2020-21 Improvements and Recommendations
Drawing from a $1.3 million grant from the NIH, researchers at the University of Arkansas for Medical Sciences and the Arkansas Center for Health Improvement began a study on the overall health outcomes of medical cannabis use in the state. The study will examine product variety consumed by patients, motor vehicle accidents, opioid prescription rates, and the frequency of doctor’s visits, among other factors. Doctors in Arkansas will no longer be bound to a restricted conditions list; they will now be allowed to recommend medical cannabis for any patient they feel may benefit from it.
Arkansas patient enrollment has continued to grow at a steady pace adding just over 8,000 patients since our last report. Doctors in Arkansas will no longer be bound to a restricted conditions list; they will now be allowed to recommend medical cannabis for any patient they feel may benefit from it.

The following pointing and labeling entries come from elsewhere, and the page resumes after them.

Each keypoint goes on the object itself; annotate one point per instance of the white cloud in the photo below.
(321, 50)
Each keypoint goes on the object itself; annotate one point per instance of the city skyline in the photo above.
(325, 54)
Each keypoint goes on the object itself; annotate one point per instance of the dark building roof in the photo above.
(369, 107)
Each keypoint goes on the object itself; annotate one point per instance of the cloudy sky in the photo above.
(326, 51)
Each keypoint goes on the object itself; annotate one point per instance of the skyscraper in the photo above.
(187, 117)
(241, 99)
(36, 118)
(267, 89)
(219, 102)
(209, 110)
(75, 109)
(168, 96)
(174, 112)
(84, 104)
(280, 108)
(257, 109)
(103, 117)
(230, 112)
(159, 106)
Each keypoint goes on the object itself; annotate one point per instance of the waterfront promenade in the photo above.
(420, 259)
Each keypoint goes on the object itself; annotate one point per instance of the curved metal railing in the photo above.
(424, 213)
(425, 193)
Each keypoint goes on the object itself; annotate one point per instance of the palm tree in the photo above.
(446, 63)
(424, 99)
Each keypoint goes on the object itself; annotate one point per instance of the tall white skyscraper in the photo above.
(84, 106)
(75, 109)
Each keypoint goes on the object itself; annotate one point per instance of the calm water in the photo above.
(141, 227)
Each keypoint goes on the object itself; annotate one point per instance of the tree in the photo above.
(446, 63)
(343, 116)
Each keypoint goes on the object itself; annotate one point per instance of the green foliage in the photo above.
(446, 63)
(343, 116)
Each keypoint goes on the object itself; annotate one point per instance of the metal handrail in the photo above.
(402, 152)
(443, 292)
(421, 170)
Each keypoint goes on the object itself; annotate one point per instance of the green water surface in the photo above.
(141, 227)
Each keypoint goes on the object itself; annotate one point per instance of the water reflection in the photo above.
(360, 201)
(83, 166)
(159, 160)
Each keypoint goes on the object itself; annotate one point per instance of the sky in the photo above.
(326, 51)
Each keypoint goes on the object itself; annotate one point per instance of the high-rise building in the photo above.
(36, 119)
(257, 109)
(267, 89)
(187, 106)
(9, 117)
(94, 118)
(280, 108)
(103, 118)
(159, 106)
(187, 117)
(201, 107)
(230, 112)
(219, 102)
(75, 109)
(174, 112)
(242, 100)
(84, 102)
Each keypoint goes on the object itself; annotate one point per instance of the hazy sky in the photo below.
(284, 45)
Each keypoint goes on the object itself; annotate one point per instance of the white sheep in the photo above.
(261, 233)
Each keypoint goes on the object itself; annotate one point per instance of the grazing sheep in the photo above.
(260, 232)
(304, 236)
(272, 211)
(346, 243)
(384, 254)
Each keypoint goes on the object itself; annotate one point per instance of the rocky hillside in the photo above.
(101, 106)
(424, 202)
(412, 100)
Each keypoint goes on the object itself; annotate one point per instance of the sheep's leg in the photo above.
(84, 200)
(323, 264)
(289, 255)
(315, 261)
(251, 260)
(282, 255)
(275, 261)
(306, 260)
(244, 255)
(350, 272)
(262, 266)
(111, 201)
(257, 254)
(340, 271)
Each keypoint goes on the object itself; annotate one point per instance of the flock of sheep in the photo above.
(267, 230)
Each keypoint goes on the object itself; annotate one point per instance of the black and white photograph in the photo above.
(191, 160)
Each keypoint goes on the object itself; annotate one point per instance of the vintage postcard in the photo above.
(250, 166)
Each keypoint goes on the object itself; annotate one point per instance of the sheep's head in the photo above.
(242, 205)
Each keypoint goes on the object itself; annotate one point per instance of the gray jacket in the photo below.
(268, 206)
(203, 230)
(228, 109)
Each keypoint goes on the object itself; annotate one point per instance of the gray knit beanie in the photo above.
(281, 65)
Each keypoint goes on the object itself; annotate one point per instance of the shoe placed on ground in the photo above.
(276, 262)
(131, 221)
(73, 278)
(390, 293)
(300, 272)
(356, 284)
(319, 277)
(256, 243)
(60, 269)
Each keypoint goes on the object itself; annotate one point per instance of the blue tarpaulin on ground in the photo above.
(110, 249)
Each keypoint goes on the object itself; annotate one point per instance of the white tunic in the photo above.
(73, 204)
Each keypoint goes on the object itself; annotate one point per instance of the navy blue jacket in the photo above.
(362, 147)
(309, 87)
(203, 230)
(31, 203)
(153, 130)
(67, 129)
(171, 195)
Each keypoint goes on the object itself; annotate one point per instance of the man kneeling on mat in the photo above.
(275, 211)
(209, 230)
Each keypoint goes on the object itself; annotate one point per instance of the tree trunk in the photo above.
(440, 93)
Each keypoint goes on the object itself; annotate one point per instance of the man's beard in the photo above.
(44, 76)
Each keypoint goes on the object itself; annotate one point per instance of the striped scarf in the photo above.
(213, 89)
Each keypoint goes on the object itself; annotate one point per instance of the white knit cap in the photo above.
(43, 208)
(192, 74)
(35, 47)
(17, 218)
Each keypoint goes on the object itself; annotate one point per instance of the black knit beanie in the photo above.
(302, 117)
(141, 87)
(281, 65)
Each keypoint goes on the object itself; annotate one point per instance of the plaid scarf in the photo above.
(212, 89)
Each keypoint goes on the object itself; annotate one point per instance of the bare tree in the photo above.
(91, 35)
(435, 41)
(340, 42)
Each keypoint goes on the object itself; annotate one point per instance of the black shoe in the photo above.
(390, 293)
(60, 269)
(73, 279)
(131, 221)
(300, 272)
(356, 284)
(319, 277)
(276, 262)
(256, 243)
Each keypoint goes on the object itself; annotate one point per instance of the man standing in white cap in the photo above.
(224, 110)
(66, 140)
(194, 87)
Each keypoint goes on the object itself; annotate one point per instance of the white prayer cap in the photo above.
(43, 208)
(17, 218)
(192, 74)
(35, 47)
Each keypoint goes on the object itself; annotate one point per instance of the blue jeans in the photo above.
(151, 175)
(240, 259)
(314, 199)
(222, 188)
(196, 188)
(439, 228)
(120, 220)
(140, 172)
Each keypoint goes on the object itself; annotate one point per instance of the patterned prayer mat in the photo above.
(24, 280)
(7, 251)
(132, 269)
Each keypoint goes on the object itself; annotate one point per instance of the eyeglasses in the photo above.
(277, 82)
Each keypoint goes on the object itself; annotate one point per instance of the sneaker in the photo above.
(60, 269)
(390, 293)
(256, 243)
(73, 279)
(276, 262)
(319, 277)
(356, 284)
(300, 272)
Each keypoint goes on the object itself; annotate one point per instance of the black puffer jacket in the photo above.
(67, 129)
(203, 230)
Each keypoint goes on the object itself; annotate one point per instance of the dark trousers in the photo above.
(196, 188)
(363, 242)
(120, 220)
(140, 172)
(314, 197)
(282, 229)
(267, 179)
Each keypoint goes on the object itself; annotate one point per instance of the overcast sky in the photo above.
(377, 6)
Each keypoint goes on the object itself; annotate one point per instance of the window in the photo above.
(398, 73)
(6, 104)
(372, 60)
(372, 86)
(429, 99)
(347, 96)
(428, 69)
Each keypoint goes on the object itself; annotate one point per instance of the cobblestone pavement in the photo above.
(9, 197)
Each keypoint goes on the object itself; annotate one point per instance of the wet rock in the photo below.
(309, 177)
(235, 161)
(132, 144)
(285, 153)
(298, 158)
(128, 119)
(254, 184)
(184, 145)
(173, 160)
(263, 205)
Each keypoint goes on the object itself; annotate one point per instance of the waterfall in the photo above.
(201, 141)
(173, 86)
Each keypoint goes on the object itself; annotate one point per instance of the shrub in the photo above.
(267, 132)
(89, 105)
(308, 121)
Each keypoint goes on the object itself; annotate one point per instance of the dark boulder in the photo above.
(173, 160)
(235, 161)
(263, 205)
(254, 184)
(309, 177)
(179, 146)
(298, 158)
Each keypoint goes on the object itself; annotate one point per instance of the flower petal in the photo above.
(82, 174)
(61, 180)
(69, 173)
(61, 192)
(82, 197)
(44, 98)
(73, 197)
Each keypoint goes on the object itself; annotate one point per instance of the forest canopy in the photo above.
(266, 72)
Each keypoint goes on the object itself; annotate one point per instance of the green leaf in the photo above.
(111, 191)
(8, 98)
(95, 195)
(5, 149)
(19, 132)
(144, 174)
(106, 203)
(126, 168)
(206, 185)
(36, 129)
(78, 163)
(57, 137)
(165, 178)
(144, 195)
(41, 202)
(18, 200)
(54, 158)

In 2022, ASA recommends legislators in Arkansas enact legislation that will protect the rights of minor cannabis patients to dose on school grounds, preferably with assistance from school staff like the nurse. The state should also look to expand retail access beyond the 38 dispensaries currently licensed as they are not likely to be enough to sufficiently meet patient demand and cover underserved areas. Arkansas officials should also consider allowing existing and future retailers to offer curbside pickup to patients as well as telemedicine for certifications and renewals. These measures were introduced across the country as measures to maintain safety during the COVID pandemic and measurably improved access. Many states chose to make these popular policies permanent; Arkansas should do the same. Finally, Arkansas lawmakers should consider allowing patients and caregivers to grow up to six plants at home.